Nonostante queste sfide, diversi candidati asiatici stanno tentando di ereditare il mantello del Giappone come primo stato economico produttore., La Corea del Sud, con il suo chaebol simile a keiretsu e la disciplina della Guerra fredda, sta ora attaccando l’industria giapponese dei chip di memoria nello stesso modo in cui il Giappone ha attaccato le industrie statunitensi. Le altre tigri asiatiche hanno sviluppato le proprie varianti di pratiche commerciali giapponesi. Forse il candidato più promettente per prendere il posto del Giappone è la Cina, il cui governo ha recentemente incoraggiato la formazione di enormi conglomerati attraverso fusioni e acquisizioni., Con un vasto mercato interno e un tasso di risparmio estremamente elevato, la Cina è apertamente protezionista, ha una valuta sottovalutata e sta assorbendo tecnologie strategiche straniere. Anche se gli imprenditori cinesi devono ancora fare i conti con una burocrazia comunista decadente e corrotta, le esportazioni del paese rappresentano una grande parte della recente crescita del deficit commerciale degli Stati Uniti.

Per quanto riguarda l’Occidente, le singole aziende hanno ovviamente già adottato una serie di tecniche giapponesi di successo. Tuttavia, la valutazione delle idee di gestione dal Giappone è una proposta torbida e incerta., L’usanza giapponese di tatemae-dipingere un’immagine rosea e idealizzata del loro paese—è la fonte di una grande confusione. Le nozioni sulla centralità dell’armonia dell’ufficio, rese popolari da You Gotta Have Wa e altre frasi, riflettono tatemae al suo più sciocco. Come sottolineano Yoshimura e Anderson, l’armonia giapponese non scaturisce da un’atmosfera attentamente nutrita di fiducia e di impresa comune, ma da un sistema restrittivo di controlli interni. Lean manufacturing e altri accordi di lavoro altamente produttivi possono dipendere fortemente da una forza lavoro disposta ad accettare condizioni stressanti., Quando i manager occidentali desiderosi cercano di utilizzare quelle tecniche nelle proprie aziende, potrebbero essere in un brusco risveglio.

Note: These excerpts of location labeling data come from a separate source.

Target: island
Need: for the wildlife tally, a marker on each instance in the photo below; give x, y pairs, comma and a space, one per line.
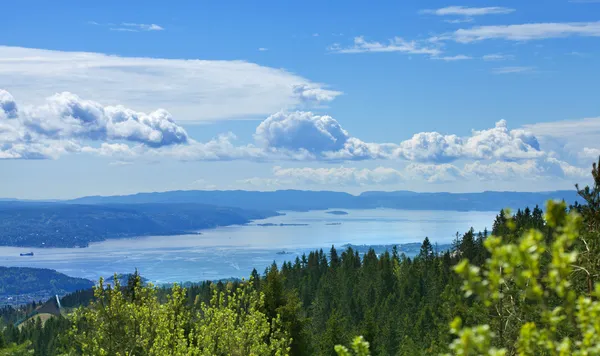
281, 224
47, 224
337, 212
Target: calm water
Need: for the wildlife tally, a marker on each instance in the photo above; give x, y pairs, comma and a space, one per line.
233, 251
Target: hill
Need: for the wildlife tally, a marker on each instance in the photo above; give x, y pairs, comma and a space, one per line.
76, 225
19, 285
302, 200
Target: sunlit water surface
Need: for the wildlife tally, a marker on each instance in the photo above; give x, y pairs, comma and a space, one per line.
234, 250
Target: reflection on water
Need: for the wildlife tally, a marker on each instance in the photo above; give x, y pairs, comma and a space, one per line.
234, 250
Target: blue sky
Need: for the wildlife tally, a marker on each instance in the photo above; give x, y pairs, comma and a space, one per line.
121, 97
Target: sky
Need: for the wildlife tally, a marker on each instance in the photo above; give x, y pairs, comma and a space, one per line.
114, 97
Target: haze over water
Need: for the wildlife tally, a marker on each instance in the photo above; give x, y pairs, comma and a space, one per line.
234, 250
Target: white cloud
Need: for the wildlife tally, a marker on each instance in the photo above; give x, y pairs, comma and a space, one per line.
191, 90
590, 152
396, 44
497, 57
302, 130
511, 70
343, 176
433, 173
304, 135
570, 129
468, 11
313, 93
462, 20
494, 171
115, 150
8, 106
129, 26
460, 57
66, 116
524, 32
531, 169
494, 143
142, 26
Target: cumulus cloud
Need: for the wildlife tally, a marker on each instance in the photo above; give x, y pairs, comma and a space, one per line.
57, 127
302, 130
190, 89
66, 116
66, 123
496, 143
495, 171
593, 153
304, 135
524, 32
313, 93
338, 175
530, 169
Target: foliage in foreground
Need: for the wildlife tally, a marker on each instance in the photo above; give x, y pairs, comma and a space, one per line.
136, 323
533, 287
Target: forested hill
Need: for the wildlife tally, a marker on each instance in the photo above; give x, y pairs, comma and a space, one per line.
301, 200
76, 225
20, 285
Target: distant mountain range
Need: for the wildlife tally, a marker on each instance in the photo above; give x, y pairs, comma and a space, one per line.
29, 224
77, 222
301, 200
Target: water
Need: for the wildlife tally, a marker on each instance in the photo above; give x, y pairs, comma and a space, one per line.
234, 250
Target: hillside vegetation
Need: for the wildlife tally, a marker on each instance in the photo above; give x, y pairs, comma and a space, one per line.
22, 284
529, 288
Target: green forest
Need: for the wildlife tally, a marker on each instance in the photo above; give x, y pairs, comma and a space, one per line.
528, 287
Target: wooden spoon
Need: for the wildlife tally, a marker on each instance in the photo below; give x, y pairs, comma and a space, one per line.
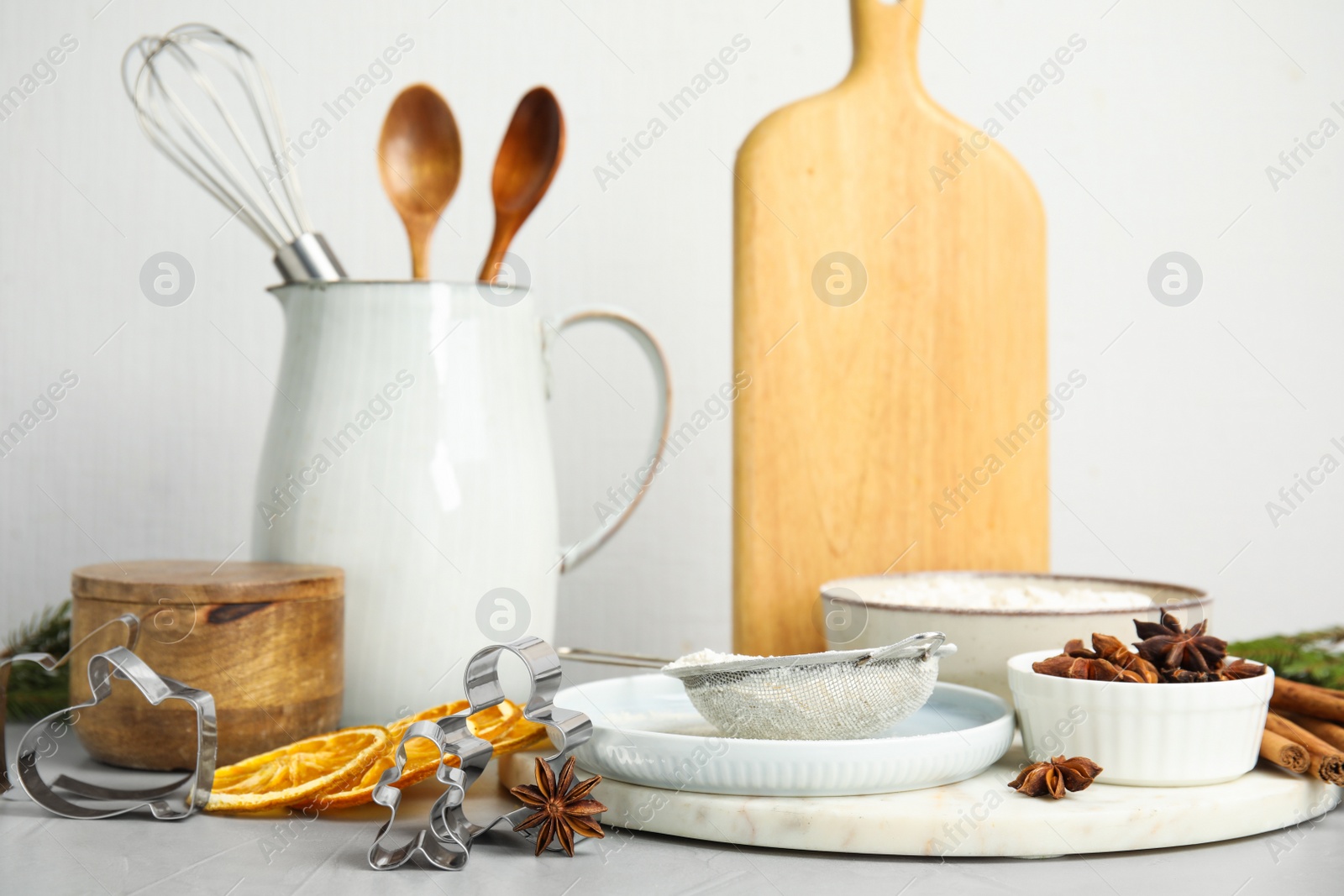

Quando gli occidentali cercarono per la prima volta di spiegare il successo del business giapponese, attribuirono gran parte di esso a virtù uniche e innate di diligenza, parsimonia e cooperazione armoniosa. Nel 1980, come produttori giapponesi riusciti con fabbriche in altri paesi, alcuni osservatori hanno sostenuto che le aziende occidentali potrebbero imitare le pratiche politiche e gestionali del Giappone, dopo tutto., Una visione più equilibrata sta ora emergendo che vede gran parte del notevole successo del Giappone proveniente non da virtù intrinseche ma da una serie di vincoli soffocanti difficilmente tollerabili in Occidente.